Los amigos españoles o ingleses con quienes hubo de intimar aquellos días, iniciaron a Ibero en el pasatiempo de las tabernas, mas sin lograr que tomase afición a las fuertes bebidas que allí se usan. La ginebra le repugnaba, transigía con el small whisky, aumentando la dosis de agua para atenuar considerablemente la graduación alcohólica. En los bar y cantinas, más que con la bebida, se embriagaba con la conversación, si encontraba españoles, franceses o catalanes. A la charla de los ingleses atendía para habituar su oído al idioma británico, cuya fonética era para él una música bárbara... En aquellas sesiones tabernarias surgían a menudo disputas que alguna vez acababan en pendencias y choques violentísimos. Ibero, por lo común, no rehuía su intervención en estas trapisondas, movido de su carácter impetuoso y de las aficiones guerreras de su niñez, que en momentos graves casi siempre reverdecían. Nonell le atajó más de una vez, librándole de compromisos y lances peligrosos.

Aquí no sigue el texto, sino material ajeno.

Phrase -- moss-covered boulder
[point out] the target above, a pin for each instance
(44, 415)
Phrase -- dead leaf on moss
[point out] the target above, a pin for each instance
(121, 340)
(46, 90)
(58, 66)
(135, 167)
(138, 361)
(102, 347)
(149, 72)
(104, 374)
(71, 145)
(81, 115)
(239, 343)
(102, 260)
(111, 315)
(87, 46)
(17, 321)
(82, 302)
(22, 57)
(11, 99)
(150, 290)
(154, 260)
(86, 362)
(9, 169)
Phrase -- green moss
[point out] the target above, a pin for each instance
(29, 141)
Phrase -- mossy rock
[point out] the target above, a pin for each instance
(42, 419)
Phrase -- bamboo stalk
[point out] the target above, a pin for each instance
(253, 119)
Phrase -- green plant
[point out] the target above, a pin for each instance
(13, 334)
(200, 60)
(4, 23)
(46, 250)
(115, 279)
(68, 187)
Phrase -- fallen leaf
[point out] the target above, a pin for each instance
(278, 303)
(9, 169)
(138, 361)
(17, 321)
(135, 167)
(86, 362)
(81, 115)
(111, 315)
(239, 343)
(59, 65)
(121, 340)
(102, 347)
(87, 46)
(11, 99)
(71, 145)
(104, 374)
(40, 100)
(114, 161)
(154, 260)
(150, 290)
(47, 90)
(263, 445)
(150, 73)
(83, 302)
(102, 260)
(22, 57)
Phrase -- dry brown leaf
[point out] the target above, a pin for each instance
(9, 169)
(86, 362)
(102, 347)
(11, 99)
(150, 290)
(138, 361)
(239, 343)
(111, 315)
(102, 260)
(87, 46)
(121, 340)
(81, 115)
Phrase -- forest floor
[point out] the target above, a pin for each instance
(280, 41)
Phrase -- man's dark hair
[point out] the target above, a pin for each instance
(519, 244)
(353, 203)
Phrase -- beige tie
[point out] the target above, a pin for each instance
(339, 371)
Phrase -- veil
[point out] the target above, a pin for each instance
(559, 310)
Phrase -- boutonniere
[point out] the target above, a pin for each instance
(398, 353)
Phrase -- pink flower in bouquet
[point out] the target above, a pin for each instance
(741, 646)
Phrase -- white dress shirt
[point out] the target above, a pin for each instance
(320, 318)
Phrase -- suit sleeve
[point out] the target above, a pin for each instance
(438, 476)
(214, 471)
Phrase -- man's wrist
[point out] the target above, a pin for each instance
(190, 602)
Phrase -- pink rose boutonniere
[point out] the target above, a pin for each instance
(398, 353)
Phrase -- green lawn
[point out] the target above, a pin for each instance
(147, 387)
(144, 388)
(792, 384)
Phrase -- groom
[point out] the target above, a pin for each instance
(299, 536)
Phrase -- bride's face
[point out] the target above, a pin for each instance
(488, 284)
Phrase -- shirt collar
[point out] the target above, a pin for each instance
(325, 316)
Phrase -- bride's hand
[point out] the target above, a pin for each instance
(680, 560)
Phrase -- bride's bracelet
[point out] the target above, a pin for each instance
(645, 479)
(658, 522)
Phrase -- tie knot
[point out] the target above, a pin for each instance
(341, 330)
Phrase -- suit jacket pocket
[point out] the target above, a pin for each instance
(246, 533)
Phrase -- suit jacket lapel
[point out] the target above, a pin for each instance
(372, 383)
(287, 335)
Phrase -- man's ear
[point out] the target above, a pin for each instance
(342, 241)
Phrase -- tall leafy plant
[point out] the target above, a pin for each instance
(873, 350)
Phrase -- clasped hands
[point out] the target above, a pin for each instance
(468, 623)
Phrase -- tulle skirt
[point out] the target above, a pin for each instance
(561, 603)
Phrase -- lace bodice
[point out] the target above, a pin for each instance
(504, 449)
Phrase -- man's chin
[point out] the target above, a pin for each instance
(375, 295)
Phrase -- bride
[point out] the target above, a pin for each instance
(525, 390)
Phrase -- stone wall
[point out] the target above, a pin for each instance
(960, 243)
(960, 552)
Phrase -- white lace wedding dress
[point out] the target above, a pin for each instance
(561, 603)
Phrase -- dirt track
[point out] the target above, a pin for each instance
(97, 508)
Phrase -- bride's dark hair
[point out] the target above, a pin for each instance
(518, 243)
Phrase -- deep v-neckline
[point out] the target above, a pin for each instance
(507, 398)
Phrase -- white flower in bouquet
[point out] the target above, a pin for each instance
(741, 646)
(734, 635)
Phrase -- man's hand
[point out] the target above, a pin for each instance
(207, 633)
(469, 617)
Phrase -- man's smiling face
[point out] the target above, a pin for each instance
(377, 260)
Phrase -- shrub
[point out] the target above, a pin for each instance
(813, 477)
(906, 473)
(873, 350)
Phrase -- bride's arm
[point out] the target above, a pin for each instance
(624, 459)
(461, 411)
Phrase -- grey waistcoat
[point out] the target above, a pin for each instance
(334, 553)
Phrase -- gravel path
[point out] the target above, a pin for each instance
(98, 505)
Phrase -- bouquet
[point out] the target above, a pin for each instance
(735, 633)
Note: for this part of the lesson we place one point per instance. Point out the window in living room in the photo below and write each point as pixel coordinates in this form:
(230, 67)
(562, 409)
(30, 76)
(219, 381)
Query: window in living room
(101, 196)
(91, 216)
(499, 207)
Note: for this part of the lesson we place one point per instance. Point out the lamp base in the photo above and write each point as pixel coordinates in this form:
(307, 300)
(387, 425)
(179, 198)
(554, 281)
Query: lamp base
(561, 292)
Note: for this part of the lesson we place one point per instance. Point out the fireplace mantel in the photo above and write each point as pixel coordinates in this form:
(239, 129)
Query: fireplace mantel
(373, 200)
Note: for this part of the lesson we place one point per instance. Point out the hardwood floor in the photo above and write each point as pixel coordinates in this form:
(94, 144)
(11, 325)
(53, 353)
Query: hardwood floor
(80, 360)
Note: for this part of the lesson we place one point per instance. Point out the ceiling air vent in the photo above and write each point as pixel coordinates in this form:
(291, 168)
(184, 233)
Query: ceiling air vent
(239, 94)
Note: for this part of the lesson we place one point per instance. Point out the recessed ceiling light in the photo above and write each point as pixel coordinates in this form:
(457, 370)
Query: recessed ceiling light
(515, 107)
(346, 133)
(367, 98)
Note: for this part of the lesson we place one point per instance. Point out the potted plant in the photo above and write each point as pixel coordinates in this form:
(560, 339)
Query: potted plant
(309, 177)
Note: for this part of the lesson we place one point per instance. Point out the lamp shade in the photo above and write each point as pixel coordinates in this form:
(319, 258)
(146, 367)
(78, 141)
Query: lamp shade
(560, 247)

Una noche de sábado, en un tabernucho de Whitechapel, hallándose con amigos franceses y catalanes, y turbamulta de ingleses que bebían como cubas y vociferaban como demonios, estalló una cuestión entre un francés y un griego: la disputa empezó por nada, y rápidamente se trocó en furibunda trapatiesta. Intervino Ibero con ideas de paz; pero de improviso metiose en el ruedo un maldito irlandés que solía gallear con insolencia en aquellas reuniones, y al verle junto a sí, el riojano alavés perdió la serenidad. Aquel hombre, que noches antes había soltado palabras despectivas y canallescas en un castellano soez aprendido en los muelles de Gibraltar, le cargaba lo indecible; sentía ganas hondas, instintivas, de darle dos patadas.

Pues, señor... llegó el bravucón irlandés despotricando en bárbaro lenguaje híbrido... Algún brutal injurioso disparate dijo de los españoles; mas la frase quedó bruscamente cortada por el tremendo bofetón que Ibero le descargó en mitad del rostro... ¡Inmenso tumulto, greguería espantosa! El irlandés volvió contra Ibero esgrimiendo los puños como mazas de hierro; otros dos boxeadores se abalanzaron sobre el español, que se vio precisado a sacar su navaja, aprestándose a una defensa rabiosa... Sabe Dios lo que habría pasado allí si al estruendo no acudiese la policía que rondaba la calle. Un policeman echó la zarpa a Ibero, ordenándole que entregase el arma; otro agarró al irlandés, ligeramente herido de navaja en el brazo izquierdo. Los boxeadores quedaron también detenidos, y... ¡hala!, ¡todos a la cárcel!

La gran desdicha de Ibero aquella noche fue que no estaba presente su amigo. Este llegó minutos después del suceso. Corrió detrás de los policemen que llevaban a los delincuentes... fue al depósito de prevención... Enterose allí del caso legal, que era delicadísimo por la herida de arma blanca que ostentaba como un trofeo judicial el gandul irlandés. Salió consternado Nonell, diciendo para su capote: «¡Pobre Iberillo, ya tienes para un rato!».